Even though it's all about dollars and cents, the financial industry runs on percentages; dollar signs are few and far between. The use of percentages is an understandable, and helpful, convention when communicating financial information. After all, a headline saying “Company A’s Net Jumps by 16%" is more helpful than one that reads "Company A’s Net Jumps to $1.02 billion.” Providing percentages rather than dollars also allows investors to compare apples to apples: You can readily discern that an investment that has gained 8% during the past 10 years has been a better bet than one that has gained half as much.
Yet dealing in percentages, especially relatively small ones like inflation rates, expense ratios, and long-term annualized returns, can also distract from important information that factors into your financial plan. Those small and innocuous-looking percentage figures, when translated into dollar terms and compounded over many years, can make a huge difference between success and failure.

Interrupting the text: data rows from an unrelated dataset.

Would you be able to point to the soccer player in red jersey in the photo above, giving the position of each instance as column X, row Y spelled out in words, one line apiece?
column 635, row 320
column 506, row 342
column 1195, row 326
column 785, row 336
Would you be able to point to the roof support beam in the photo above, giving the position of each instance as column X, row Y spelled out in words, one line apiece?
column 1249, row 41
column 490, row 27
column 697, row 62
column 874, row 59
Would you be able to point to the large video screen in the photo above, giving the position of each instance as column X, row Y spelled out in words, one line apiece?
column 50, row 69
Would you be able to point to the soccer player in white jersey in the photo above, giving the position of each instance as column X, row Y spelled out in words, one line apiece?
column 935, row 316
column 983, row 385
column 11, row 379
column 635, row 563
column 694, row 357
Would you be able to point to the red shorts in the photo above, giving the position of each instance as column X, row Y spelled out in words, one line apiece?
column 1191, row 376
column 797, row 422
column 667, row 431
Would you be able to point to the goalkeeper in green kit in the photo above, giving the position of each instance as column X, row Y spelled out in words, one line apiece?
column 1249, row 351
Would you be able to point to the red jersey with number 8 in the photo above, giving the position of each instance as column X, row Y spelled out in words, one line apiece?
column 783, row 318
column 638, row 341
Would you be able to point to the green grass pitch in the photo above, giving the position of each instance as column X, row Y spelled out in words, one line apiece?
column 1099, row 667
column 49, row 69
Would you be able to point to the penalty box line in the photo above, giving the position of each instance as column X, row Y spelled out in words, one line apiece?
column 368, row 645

How Small Numbers Can Make Your Investment Plan…: Say, for example, that you stick with the 3% 401(k) contribution rate that your company uses as the default, contributing $1,500 of your $50,000 salary for 40 years and earning 5% on your money. You'd have about $190,000 at the end of the period; not too shabby. But bumping up your percentage contribution just 2 percentage points (to 5%) would have a meaningful impact on your bottom line, increasing your nest egg to nearly $320,000.
In a similar vein, you might choose to keep your child's college fund in cash. Assuming cash yields stay as low as they are now (which is, admittedly, a big assumption), a $50,000 investment that earns just 1% for the next 10 years will amount to just $55,000 at the end of the period. But by maintaining a 60% stock/40% bond portfolio and assuming a not unreasonable 4% return, you'd be able to grow your $50,000 investment to $74,000. Neither return rate will allow you to keep up with college inflation, sadly, but at least it's better than putting the money under your mattress. However, keep in mind that the 60/40 portfolio entails market risk.

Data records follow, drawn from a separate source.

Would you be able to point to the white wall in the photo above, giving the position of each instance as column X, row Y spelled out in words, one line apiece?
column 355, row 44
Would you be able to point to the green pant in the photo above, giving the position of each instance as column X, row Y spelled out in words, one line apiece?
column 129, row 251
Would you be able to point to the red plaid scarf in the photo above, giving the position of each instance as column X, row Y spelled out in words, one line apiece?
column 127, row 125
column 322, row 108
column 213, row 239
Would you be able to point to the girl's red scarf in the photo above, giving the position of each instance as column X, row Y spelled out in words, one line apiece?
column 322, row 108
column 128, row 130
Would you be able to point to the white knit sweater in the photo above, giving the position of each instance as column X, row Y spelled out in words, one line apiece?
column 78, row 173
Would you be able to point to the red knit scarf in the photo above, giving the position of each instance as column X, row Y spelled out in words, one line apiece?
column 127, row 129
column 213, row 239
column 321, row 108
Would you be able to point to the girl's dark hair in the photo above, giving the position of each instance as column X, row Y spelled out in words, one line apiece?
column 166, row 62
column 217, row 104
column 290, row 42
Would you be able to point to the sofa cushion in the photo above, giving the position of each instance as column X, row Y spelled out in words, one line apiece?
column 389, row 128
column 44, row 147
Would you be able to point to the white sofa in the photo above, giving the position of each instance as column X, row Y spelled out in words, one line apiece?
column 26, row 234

…or Break It: Just as seemingly small percentage changes (either in contributions or return rates) can provide investors with an enormous helping hand, they can also work in reverse, and this is where many investors run into trouble. They blow off small percentage amounts like expense ratios and inflation rates when making investment decisions.
For example, let’s say an index fund has a fairly low expense ratio of just 0.63%. It's certainly cheaper than most actively managed funds, and it doesn't appear to be that much more expensive than most other S&P 500 index funds, some of which charge as little as 0.06%. If you opted for the expensive fund rather than a cheaper alternative and you held it for a long time, you'd be shortchanging yourself. Assuming a 10% annualized return and a $100,000 initial investment, you'd be leaving a lot of money on the table during a 25-year period by opting for the more expensive fund: nearly $170,000, to be exact. All because your fund charged 0.57% per year more than a comparable option.
Inflation is another factor that investors tend to underestimate, because the average historical inflation rate of roughly 3% looks pretty benign when viewed without any context. Should the fact that bananas that are $0.59 a pound today but might be $0.79 a pound 10 years from now cause a major rethinking of your financial plan? Yes, actually. When you extrapolate inflation across all of the items in your shopping cart and compound it over many years, it can have a hugely corrosive effect on the purchasing power of your savings, meaning you need to save a lot more than you thought you did.